This year has seen consolidation and engineering around improving the basic storage and data processing engines of NoSQL and Hadoop. That will doubtless continue, as we see the unruly menagerie of the Hadoop universe increasingly packaged into distributions, appliances and on-demand cloud services. Hopefully it won’t be long before that’s dull, yet necessary, infrastructure.
Looking up the stack, there’s already a line up of cool tools for data scientists and not to be left out, the Hadoop connectors for established analytical tools such as R and Tableau. Yet the idea is to go into next year making big data more powerful: frankly by to decreasing the cost of generating experiments.
Here are two ways in which big data can be made more powerful.
Hadoop’s batch-oriented processing is sufficient for many use cases, especially where the frequency of data reporting doesn’t need to be up-to-the-minute. However, batch processing isn’t always adequate, particularly when serving online needs such as mobile and web clients, or markets with real-time changing conditions such as finance and advertising.
Over the next few years we’ll see the adoption of scalable frameworks and platforms for handling streaming, or near real-time, analysis and processing. In the same way that Hadoop has been borne out of large-scale web applications, these platforms will be driven by the needs of large-scale location-aware mobile, social and sensor use.
For some applications, there just isn’t enough storage in the world to store every piece of data your business might receive: at some point you need to make a decision to throw things away. Having streaming computation abilities enables you to analyze data or make decisions about discarding it without having to go through the store-compute loop of map/reduce.
Emerging contenders in the real-time framework category include Storm, from Twitter, and S4, from Yahoo.
Rise of data marketplaces
Your own data can become that much more potent when mixed with other datasets. For instance, add in weather conditions to your customer data, and discover if there are weather related patterns to your customers’ purchasing patterns. Acquiring these datasets can be a pain, especially if you want to do it outside of the IT department, and with some exactness. The value of data marketplaces is in providing a directory to this data, as well as streamlined, standardized methods of delivering it. Microsoft’s direction of integrating its Azure marketplace right into analytical tools foreshadows the coming convenience of access to data.
Development of data science workflows and tools
As Data Scientist and their teams become a recognized part of companies, we’ll see a more regularized expectation of their roles and processes. One of the driving attributes of a successful data science team is its level of integration into a company’s business operations, as opposed to being a sidecar analysis team.
Software developers already have a wealth of infrastructure that is both logistical and social, including wikis and source control, along with tools that expose their process and requirements to business owners. Integrated data science teams will need their own versions of these tools to collaborate effectively. One example of this is EMC Greenplum’s Chorus, which provides a social software platform for data science. In turn, use of these tools will support the emergence of data science process within organizations.
Data science teams will start to evolve repeatable processes, hopefully agile ones. They could do worse than to look at the ground-breaking work newspaper data teams are doing at news organizations such as The Guardian and New York Times: given short timescales these teams take data from raw form to a finished product, working hand-in-hand with the journalist.

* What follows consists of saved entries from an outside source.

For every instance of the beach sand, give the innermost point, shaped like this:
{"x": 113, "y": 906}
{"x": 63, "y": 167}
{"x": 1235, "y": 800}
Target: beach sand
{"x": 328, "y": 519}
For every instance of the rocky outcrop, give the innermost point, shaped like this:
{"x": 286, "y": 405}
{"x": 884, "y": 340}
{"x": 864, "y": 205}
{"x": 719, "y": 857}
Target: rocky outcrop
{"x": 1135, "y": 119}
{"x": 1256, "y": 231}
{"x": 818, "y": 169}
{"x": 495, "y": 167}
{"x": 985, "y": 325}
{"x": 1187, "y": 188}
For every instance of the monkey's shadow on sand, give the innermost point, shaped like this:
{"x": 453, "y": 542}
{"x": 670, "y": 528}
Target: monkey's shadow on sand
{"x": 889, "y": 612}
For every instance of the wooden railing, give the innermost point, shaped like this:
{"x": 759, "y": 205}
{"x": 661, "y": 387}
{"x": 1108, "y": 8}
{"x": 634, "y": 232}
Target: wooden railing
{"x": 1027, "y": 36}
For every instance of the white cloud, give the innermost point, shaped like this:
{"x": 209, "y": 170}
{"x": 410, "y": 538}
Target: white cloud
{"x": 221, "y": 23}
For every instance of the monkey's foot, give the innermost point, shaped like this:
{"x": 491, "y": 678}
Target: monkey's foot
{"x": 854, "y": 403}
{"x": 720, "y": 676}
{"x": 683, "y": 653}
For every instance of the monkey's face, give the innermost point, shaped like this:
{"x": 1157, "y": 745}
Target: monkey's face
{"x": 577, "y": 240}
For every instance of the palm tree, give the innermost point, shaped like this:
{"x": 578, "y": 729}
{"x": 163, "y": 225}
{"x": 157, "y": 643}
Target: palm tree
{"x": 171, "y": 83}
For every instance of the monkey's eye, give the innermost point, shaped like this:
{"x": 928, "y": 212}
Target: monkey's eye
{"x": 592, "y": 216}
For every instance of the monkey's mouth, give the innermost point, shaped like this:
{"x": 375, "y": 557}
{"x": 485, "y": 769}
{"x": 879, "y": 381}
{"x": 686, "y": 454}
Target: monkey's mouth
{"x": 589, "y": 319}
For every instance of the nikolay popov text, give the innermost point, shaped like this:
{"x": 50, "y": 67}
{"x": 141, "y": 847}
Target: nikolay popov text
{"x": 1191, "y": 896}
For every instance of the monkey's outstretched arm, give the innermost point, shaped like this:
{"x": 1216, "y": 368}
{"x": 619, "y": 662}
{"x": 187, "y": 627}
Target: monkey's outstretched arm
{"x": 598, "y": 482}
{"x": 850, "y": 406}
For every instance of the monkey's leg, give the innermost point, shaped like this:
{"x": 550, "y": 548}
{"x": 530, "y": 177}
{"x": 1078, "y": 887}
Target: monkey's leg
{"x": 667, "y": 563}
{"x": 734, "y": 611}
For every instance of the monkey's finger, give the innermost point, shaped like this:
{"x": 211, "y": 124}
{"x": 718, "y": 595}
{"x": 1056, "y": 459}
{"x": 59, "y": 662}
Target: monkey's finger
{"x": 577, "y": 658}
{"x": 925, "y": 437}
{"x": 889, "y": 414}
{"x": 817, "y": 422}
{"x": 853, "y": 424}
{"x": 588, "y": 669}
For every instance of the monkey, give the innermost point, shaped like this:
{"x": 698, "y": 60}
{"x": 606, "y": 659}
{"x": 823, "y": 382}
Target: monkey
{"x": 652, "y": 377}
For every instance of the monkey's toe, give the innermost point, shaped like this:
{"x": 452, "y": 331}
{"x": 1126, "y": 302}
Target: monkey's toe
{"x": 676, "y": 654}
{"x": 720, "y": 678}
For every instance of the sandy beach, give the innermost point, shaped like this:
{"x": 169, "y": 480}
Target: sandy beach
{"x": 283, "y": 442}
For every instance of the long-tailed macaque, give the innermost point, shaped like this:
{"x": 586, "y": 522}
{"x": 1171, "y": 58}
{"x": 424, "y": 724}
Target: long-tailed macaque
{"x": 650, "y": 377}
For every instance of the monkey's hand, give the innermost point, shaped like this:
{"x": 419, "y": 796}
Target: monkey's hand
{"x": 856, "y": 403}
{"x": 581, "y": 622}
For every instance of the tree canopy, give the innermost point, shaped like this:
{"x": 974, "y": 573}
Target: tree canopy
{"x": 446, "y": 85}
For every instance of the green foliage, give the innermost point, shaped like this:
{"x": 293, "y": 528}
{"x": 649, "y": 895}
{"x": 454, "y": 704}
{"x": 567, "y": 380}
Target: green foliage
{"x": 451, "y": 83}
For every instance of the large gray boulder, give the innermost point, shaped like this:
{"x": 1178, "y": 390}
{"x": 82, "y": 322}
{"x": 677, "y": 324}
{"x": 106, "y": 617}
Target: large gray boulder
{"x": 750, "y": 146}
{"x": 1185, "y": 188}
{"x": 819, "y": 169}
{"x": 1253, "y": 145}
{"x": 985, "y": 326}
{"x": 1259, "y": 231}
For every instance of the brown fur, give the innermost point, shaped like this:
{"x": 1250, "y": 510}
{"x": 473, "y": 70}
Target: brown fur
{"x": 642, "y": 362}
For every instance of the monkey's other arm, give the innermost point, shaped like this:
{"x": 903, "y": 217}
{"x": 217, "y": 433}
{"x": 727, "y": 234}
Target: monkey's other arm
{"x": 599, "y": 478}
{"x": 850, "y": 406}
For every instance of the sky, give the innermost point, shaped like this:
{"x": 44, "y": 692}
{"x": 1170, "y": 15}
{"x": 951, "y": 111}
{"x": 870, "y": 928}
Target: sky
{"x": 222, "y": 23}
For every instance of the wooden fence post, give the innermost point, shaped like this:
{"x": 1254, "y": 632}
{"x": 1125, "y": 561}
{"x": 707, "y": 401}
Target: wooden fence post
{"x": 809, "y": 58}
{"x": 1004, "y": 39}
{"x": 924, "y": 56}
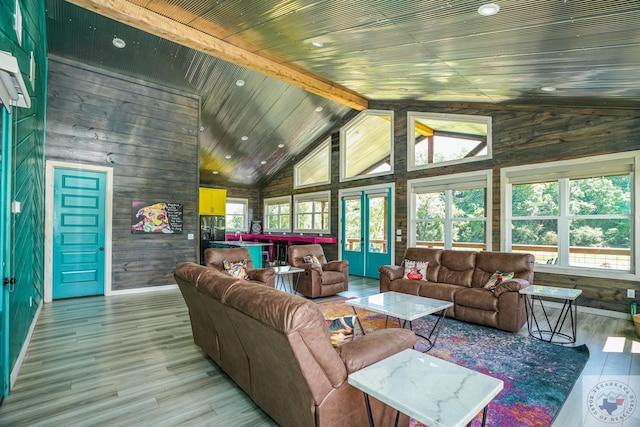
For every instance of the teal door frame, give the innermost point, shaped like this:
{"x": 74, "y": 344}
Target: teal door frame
{"x": 6, "y": 243}
{"x": 50, "y": 167}
{"x": 365, "y": 260}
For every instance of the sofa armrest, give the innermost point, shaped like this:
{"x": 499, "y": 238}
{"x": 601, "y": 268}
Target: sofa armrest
{"x": 392, "y": 272}
{"x": 336, "y": 265}
{"x": 375, "y": 346}
{"x": 261, "y": 274}
{"x": 512, "y": 285}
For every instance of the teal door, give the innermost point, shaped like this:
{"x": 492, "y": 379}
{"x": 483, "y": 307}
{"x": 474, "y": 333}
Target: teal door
{"x": 366, "y": 231}
{"x": 78, "y": 233}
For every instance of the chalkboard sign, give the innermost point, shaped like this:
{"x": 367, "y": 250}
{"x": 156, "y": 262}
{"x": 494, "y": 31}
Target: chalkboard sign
{"x": 158, "y": 217}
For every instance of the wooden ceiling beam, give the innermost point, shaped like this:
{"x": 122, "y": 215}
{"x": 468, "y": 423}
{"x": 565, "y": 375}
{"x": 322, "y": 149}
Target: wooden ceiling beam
{"x": 166, "y": 28}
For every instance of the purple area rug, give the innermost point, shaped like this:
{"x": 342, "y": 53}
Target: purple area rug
{"x": 537, "y": 376}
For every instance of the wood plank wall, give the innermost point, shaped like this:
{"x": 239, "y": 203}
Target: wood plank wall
{"x": 149, "y": 135}
{"x": 522, "y": 134}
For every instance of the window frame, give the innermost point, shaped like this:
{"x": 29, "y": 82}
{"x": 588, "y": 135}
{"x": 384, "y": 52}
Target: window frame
{"x": 465, "y": 118}
{"x": 282, "y": 200}
{"x": 561, "y": 171}
{"x": 324, "y": 196}
{"x": 461, "y": 181}
{"x": 297, "y": 171}
{"x": 343, "y": 152}
{"x": 245, "y": 213}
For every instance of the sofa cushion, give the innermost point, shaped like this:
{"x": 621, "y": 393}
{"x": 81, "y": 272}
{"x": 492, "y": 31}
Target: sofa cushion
{"x": 497, "y": 278}
{"x": 432, "y": 256}
{"x": 482, "y": 299}
{"x": 341, "y": 329}
{"x": 236, "y": 268}
{"x": 441, "y": 291}
{"x": 457, "y": 267}
{"x": 332, "y": 277}
{"x": 415, "y": 270}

Increased understanding of and demand for visualization
Visualization fulfills two purposes in a data workflow: explanation and exploration. While business people might think of a visualization as the end result, data scientists also use visualization as a way of looking for questions to ask and discovering new features of a dataset.
If becoming a data-driven organization is about fostering a better feel for data among all employees, visualization plays a vital role in delivering data manipulation abilities to those without direct programming or statistical skills.